第10歩 vs 鬼もどきⅠ

「よし、行くぞ」


 そこは初めて降り立つ五島の地。

 ザックを先頭にした三人と一匹は、ゲートをくぐり遂にこの地を踏み出した。


 鬼もどきの対策についてはユニスの過去を聞いた日から一夜明けた昨日に、十二分なくらい行った。


 【鬼もどき】。

 ライガーには並ばないまでもエアルでは強者と言える魔物である。


 鬼型の魔物であるにも関わらず上位の魔物であるオーガに断然劣るが為に、上級のシードル新界開拓者から『もどき』と言われて舐められている魔物ではあるが、実力はランクⅠファーストのシードルには驚異という他ない。


 他の魔物と群れることはなく、一個体が手下の【ゴブリン小鬼】の群れを引き連れる形で出現し、ゴブリンが現れたら間違いなく鬼もどきに捕捉されていると思うべきだというのは、鬼もどきについて調べ尽くしたユニスの談だ。


 しかし、手下のゴブリン以外とは群れない鬼もどきだからこそ勝機もある。


「一度戻ってタンバ教官に鬼もどきとの模擬戦をやって貰うか?」

「大丈夫。今日、皆を弔う」


 五島の地に踏み出したユニスの言葉は、単語のみではなくなっていた。


 ユニスからは、『四島まででパーティを外されるように、あえてコミュニケーションが取れない話し方しかしないようになった。でも、それでもシードルは辞められず。たぶんそれは、五島でちゃんと友人を弔いたかったからだ』と教えて貰った。

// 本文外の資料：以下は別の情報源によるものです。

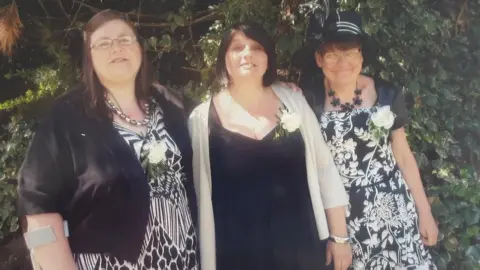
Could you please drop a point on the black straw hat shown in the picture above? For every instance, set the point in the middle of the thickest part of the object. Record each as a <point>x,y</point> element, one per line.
<point>340,26</point>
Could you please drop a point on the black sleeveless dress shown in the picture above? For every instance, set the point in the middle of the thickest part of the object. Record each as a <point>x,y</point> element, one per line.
<point>261,202</point>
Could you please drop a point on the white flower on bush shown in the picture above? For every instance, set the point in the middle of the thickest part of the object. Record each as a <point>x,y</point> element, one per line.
<point>383,117</point>
<point>290,121</point>
<point>156,152</point>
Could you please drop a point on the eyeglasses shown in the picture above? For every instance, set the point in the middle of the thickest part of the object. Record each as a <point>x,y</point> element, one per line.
<point>333,58</point>
<point>107,43</point>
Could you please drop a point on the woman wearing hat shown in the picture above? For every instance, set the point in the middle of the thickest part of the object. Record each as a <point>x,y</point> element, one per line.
<point>362,121</point>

 まだぎこちなくはあるものの、ユニスなりに決心がついたのだろう。

 五島で探索する為の、そして、鬼もどきを倒す為の。


 ソラとザックもユニスと同様に決心を固め、ライの嗅覚を頼りに鬼もどきの元へと五島の地を踏み出した。




「ライ、雷撃ッ!」

「グラァァア」


 ライの広範囲の雷撃が眼前のゴブリンの群れに向かって放たれる。

 それにより、痺れて動けなくなるゴブリン。

 その群れをソラとユニスが切り捨てていく。


 もう何度目の光景か。


「やはり数が多いな」


 今回はパーティの殿しんがりを務めるザックが愚痴をこぼす。


 ゴブリン一体にそこまでの戦闘能力はない。

 その強さは、アルミラージとでも一対一で戦えば間違いなく負けるだろう。


 しかし、それは一対一の場合に限り、そんな場合はあり得ないと断言できる程の只々異常なまでの数。

 その数に飲まれ、鬼もどきと戦う以前に命を落とすシードルも少なくないと聞く。


 それ故の戦闘隊形。

 ライが広範囲の雷撃を放ち、そこで動きの止まったゴブリンを中衛のソラとユニスで削っていく。

 そして、ライに背後から近付くゴブリンは殿のザックが掃討していく。


 どのくらいの時間が経過したであろうか。

 未だ出てくるのはゴブリンばかりで、本命の鬼もどきは出てこない。


 しかし、ライの嗅覚にも三人の魔力感知にも鬼もどきは常に捉えられていた。


「回避ッ!」


 その時だった。

 ゴブリンたちをぎ払いながら旋回した巨斧が飛んできたのは。


 直線状に並んでいたソラたちはすんでのところで左右に回避。

 巨斧は背後の岩へと深く突き刺さった。


 林の奥からぬっと現れる巨躯。


 飛んできた巨斧、片手で軽々と扱う大剣、巨体を包む革鎧。

 その全てが規格外の大きさ。


 敗れたランクⅠファーストのシードルの物を纏うと言うには過ぎた装備で、鬼もどきは姿を現した。


「ゴブリンは僕とライがッ!鬼を残り二人でッ!」


 ソラの口から上げられる弔い合戦開始の狼煙。

 その狼煙にユニスとザックは息を飲み。鬼もどき目掛けて駆け出す。


「火球ッ!」


 ユニスのレイピアから放たれる火球。


「!?」


 しかし、鬼もどきはそれを武器で受けることすらしなかった。

 火球に向けて掌を広げる鬼もどき。

 火球が掌に直撃し、上がる爆炎。


 力の籠った火球に、まだ鬼もどきと距離のあるザックでさえ熱を感じるほど。

 だが、その爆炎の中から現れたのは、掌で虫でも潰したかのように全く意に介していない鬼もどきの姿だった。


「これが五島の魔物かッ」


 ザックは苦虫を噛み潰すように独り言ちると、駆け出した速度そのままに爆炎が晴れて再び姿を現した鬼もどき目掛けて飛び込んだ。